After the holidays, Morty was bragging he’d been out to a new, very swanky seafood restaurant. “The maître d’ said they’re planning to bring in seafood barcodes.”

I immediately pictured a slab of fish on Styrofoam with the price barcode sticker on it—straight from my local supermarket. “And this is at a high-end place?” I said skeptically.

“Yeah, but it’s an identifier code, not a price sticker. It’s so the customer can verify they’re getting what they’re paying for,” he said. “Apparently there’s a big push to identify species, and make the information available.”

Talking about fish barcodes reminded me of a recent paper with the intriguing title “Barcodes of Finance.” I contacted Allan Grody, an international expert in the field, for an update on the issue of systematic financial identifiers. I promise: nothing fishy about the following interview!

Barcodes_Seafood

1.      What are the Barcodes of Finance?

It is analogous to the barcodes used by the global manufacturing and retail trades throughout their supply chain. The barcode we see on physical products is a variable linear representation of numbers that are unique codes for each and every product and supply chain participant. The Barcodes of Finance are similar in that every product or participant in finance would have a unique code, although there is no need to physically represent them – the financial supply chain is completely digital.

2.      What happened when Lehman Brothers collapsed and the lack of a universal identification scheme became apparent?

Lehman had over 6000 corporate and partnership entities operating collectively as Lehman Brothers. All who interacted with Lehman, regulators as well as everyone who did business with Lehman, needed to understand their risk exposures in its failure.  However, there was no consistent identification system for Lehman and its entities. Every computer system that recorded a relationship with Lehman, whether within the many business units of Lehman, or amongst its counterparties, or within its supply chain, used proprietary codes, their own or a vendor’s coding convention for Lehman and its operating entities. Descriptions of the entities associated with these codes, in many cases, did not associate the name “Lehman Brothers” with the entities’ name. No one could identify or aggregate data from its many entities to understand if, in fact, they were doing business with Lehman and what their exposures were.

Prior to this time, I was teaching a graduate course on risk management systems at NYU’s Stern Business School. Data aggregation for risk management was always a problem because of the lack of a universal coding system for computer systems to uniquely, universally and unambiguously identify each product and participant in each financial transaction within each business unit within a firm as well as across the entire financial system’s supply chain.
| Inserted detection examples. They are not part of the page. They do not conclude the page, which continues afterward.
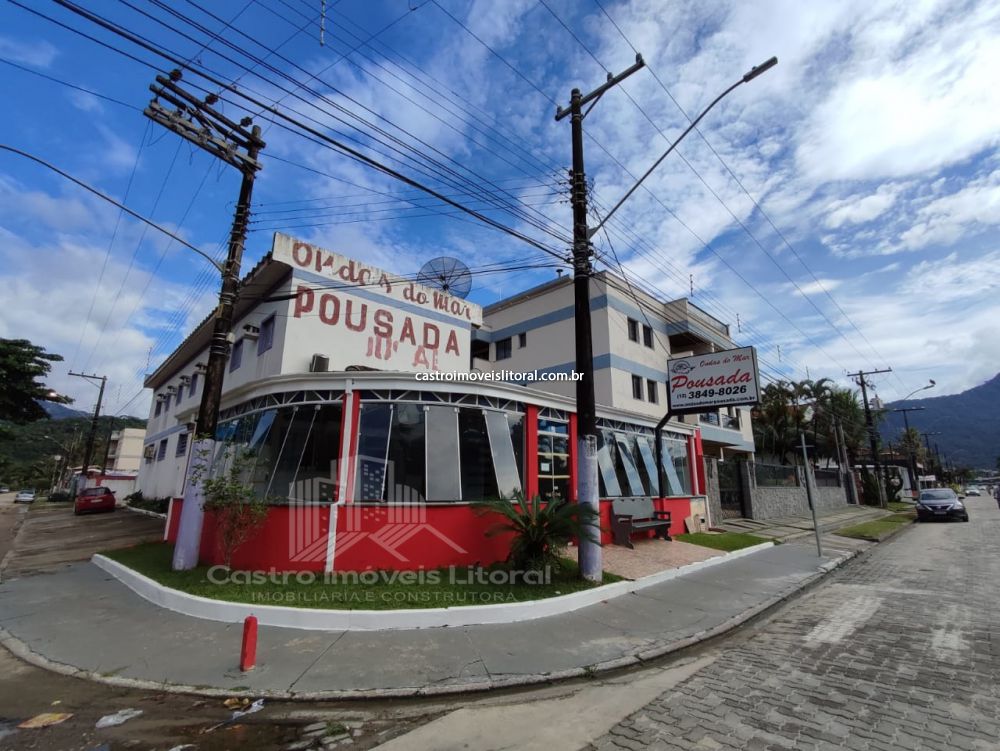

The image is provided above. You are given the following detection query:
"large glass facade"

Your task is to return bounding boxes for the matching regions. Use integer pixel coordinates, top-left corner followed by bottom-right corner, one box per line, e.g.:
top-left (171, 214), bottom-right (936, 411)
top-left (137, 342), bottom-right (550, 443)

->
top-left (213, 394), bottom-right (691, 503)
top-left (597, 429), bottom-right (691, 498)
top-left (213, 404), bottom-right (341, 502)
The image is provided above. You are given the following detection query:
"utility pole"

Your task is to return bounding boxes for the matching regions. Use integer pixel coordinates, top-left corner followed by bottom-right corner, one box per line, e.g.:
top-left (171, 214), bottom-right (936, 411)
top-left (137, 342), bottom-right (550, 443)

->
top-left (799, 433), bottom-right (823, 558)
top-left (556, 55), bottom-right (645, 582)
top-left (144, 70), bottom-right (265, 571)
top-left (847, 368), bottom-right (892, 508)
top-left (893, 407), bottom-right (926, 496)
top-left (69, 371), bottom-right (108, 485)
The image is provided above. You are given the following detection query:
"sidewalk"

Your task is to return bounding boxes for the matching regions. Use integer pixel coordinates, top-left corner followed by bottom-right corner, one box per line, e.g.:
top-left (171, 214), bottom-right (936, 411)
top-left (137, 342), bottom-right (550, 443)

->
top-left (0, 543), bottom-right (854, 699)
top-left (719, 506), bottom-right (892, 542)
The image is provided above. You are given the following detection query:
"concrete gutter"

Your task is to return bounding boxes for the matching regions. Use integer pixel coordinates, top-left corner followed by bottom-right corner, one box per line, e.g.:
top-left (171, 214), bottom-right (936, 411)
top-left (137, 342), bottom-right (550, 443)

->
top-left (91, 542), bottom-right (774, 631)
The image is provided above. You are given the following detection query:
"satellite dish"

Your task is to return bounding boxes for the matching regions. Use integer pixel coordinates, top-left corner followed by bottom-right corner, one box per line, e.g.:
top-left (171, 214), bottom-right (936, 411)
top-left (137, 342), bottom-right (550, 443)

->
top-left (417, 256), bottom-right (472, 299)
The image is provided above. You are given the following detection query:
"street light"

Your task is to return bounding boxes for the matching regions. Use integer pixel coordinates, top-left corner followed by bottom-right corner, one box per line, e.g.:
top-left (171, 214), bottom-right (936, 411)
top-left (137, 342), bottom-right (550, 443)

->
top-left (899, 378), bottom-right (937, 402)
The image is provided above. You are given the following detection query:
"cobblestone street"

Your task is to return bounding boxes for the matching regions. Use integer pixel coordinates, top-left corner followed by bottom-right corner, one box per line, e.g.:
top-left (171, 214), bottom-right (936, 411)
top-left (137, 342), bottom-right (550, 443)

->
top-left (590, 498), bottom-right (1000, 751)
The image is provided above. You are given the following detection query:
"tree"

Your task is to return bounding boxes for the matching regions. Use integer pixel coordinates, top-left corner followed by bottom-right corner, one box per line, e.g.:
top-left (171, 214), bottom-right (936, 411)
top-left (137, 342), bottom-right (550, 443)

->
top-left (0, 339), bottom-right (73, 425)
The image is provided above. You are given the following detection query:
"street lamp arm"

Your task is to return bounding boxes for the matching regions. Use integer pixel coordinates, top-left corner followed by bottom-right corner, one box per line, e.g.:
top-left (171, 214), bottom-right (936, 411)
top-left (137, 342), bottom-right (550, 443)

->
top-left (587, 57), bottom-right (778, 240)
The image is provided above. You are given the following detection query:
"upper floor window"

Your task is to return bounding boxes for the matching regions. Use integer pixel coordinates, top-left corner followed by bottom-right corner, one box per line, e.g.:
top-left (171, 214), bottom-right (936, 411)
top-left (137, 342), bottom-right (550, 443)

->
top-left (497, 336), bottom-right (513, 360)
top-left (628, 318), bottom-right (639, 342)
top-left (257, 313), bottom-right (274, 355)
top-left (229, 337), bottom-right (243, 373)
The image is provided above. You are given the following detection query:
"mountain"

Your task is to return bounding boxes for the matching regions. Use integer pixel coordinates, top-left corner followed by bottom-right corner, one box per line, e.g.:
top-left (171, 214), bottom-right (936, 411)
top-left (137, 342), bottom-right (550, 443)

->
top-left (879, 373), bottom-right (1000, 469)
top-left (39, 402), bottom-right (90, 420)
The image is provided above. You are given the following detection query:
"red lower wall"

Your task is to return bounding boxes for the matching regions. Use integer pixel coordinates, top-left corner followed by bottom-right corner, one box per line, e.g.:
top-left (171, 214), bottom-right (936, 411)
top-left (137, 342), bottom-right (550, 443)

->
top-left (166, 498), bottom-right (691, 571)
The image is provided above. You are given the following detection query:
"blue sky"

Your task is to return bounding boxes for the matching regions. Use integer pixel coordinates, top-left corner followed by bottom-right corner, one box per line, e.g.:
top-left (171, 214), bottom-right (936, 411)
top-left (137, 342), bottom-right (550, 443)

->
top-left (0, 0), bottom-right (1000, 414)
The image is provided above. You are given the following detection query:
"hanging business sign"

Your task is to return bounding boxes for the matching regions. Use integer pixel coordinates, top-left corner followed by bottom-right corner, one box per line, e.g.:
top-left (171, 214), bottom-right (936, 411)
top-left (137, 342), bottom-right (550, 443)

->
top-left (667, 347), bottom-right (760, 412)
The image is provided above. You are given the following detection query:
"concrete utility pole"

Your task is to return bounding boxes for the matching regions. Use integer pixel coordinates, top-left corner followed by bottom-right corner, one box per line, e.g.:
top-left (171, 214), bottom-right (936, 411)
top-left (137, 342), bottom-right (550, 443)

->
top-left (69, 371), bottom-right (108, 485)
top-left (556, 55), bottom-right (645, 582)
top-left (799, 433), bottom-right (823, 558)
top-left (144, 70), bottom-right (265, 571)
top-left (893, 407), bottom-right (926, 495)
top-left (847, 368), bottom-right (892, 508)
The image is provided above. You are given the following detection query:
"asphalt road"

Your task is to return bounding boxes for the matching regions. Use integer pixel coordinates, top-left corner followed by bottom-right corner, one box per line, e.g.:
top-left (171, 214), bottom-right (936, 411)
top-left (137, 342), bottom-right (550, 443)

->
top-left (590, 497), bottom-right (1000, 751)
top-left (0, 498), bottom-right (1000, 751)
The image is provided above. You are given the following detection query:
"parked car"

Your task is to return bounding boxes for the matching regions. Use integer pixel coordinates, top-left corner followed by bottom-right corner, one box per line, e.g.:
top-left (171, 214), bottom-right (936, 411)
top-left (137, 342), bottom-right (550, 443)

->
top-left (73, 487), bottom-right (115, 514)
top-left (14, 488), bottom-right (35, 503)
top-left (917, 488), bottom-right (969, 522)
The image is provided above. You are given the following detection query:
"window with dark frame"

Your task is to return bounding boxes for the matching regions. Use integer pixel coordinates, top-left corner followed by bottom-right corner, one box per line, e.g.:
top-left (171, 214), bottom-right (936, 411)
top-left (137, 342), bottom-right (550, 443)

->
top-left (628, 318), bottom-right (639, 342)
top-left (229, 337), bottom-right (243, 373)
top-left (257, 313), bottom-right (274, 355)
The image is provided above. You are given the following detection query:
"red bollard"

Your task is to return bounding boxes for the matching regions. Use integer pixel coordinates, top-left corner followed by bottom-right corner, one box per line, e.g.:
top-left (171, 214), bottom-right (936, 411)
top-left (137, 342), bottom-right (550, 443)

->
top-left (240, 615), bottom-right (257, 672)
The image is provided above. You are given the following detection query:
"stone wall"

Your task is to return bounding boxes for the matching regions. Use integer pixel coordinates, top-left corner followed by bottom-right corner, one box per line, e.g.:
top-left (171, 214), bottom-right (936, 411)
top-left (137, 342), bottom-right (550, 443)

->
top-left (743, 464), bottom-right (847, 520)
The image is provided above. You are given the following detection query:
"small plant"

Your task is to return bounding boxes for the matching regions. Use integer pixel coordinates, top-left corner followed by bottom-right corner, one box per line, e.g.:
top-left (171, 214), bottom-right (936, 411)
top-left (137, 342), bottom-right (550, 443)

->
top-left (194, 448), bottom-right (268, 568)
top-left (476, 495), bottom-right (599, 571)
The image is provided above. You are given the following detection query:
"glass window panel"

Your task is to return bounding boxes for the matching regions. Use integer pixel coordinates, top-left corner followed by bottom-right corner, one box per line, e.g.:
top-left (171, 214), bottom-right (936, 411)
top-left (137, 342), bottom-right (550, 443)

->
top-left (427, 406), bottom-right (462, 501)
top-left (615, 433), bottom-right (646, 495)
top-left (269, 407), bottom-right (317, 500)
top-left (289, 404), bottom-right (343, 503)
top-left (506, 412), bottom-right (524, 487)
top-left (636, 435), bottom-right (666, 495)
top-left (385, 404), bottom-right (427, 503)
top-left (538, 418), bottom-right (569, 435)
top-left (662, 435), bottom-right (691, 495)
top-left (597, 430), bottom-right (622, 498)
top-left (483, 410), bottom-right (521, 498)
top-left (458, 408), bottom-right (499, 501)
top-left (354, 404), bottom-right (393, 501)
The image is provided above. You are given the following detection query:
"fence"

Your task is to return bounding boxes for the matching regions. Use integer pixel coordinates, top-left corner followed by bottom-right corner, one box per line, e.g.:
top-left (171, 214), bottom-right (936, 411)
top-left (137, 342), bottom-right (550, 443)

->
top-left (813, 469), bottom-right (840, 488)
top-left (753, 463), bottom-right (799, 488)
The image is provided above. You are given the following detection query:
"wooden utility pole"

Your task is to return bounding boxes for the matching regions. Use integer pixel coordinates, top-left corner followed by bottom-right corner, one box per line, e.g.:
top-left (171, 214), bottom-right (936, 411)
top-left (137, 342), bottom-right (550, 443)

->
top-left (556, 55), bottom-right (645, 581)
top-left (144, 70), bottom-right (265, 571)
top-left (144, 70), bottom-right (265, 438)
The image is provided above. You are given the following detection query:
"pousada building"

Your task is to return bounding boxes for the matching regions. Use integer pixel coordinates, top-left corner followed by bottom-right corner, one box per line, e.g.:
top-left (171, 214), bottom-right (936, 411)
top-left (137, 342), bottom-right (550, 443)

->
top-left (139, 233), bottom-right (753, 571)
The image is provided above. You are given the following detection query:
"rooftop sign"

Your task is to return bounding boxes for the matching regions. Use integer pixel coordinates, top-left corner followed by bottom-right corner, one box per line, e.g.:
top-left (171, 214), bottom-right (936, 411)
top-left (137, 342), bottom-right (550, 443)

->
top-left (667, 347), bottom-right (760, 412)
top-left (271, 232), bottom-right (483, 326)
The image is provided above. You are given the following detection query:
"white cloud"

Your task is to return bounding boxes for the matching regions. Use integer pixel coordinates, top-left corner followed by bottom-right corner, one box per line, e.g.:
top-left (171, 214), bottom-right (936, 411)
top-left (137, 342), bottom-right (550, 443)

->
top-left (824, 185), bottom-right (901, 229)
top-left (0, 36), bottom-right (59, 68)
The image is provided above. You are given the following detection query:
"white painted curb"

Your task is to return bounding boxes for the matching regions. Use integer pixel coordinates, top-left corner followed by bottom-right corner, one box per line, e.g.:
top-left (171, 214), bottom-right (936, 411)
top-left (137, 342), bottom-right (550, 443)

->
top-left (91, 542), bottom-right (774, 631)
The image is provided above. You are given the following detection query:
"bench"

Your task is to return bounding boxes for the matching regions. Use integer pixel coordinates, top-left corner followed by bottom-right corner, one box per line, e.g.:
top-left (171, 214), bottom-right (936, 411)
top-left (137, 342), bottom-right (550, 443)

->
top-left (611, 497), bottom-right (670, 549)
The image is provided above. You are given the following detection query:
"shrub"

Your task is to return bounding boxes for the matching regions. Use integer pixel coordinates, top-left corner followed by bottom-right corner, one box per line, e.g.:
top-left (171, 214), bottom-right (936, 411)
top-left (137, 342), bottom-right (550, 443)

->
top-left (475, 495), bottom-right (599, 571)
top-left (195, 448), bottom-right (268, 568)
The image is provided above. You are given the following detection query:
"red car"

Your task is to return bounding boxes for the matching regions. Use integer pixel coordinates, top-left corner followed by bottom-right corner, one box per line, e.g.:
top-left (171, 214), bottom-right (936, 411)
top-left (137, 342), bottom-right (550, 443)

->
top-left (73, 487), bottom-right (115, 514)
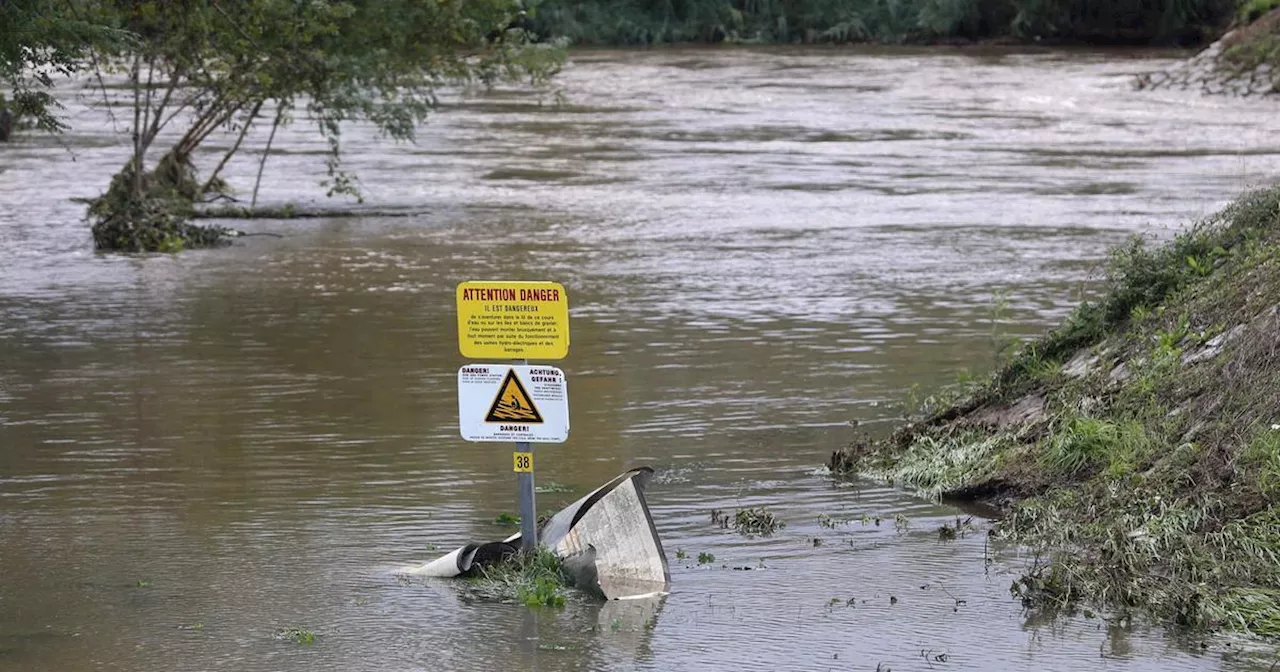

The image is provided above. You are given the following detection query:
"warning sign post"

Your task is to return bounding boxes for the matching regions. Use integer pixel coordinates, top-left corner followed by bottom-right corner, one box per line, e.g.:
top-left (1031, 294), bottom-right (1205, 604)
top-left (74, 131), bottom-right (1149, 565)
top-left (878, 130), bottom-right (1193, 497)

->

Risk managers, chief executives and their Boards were constantly questioning the data that was represented in their enterprise-wide risk exposure reports.

Barcodes_ lehman-brothers-collapse

Lehman (as well all other internationally active financial institutions) had to aggregate disparate transaction data across their many globally active,  multiply represented customers transacting in multiple products. These customers, too, were represented differently in Lehman’s systems, as well as other financial institutions’ systems. Regulators, therefore, could not aggregate transaction data to understand each financial institution’s global exposure to Lehman, nor could customers identify their exposures to Lehman.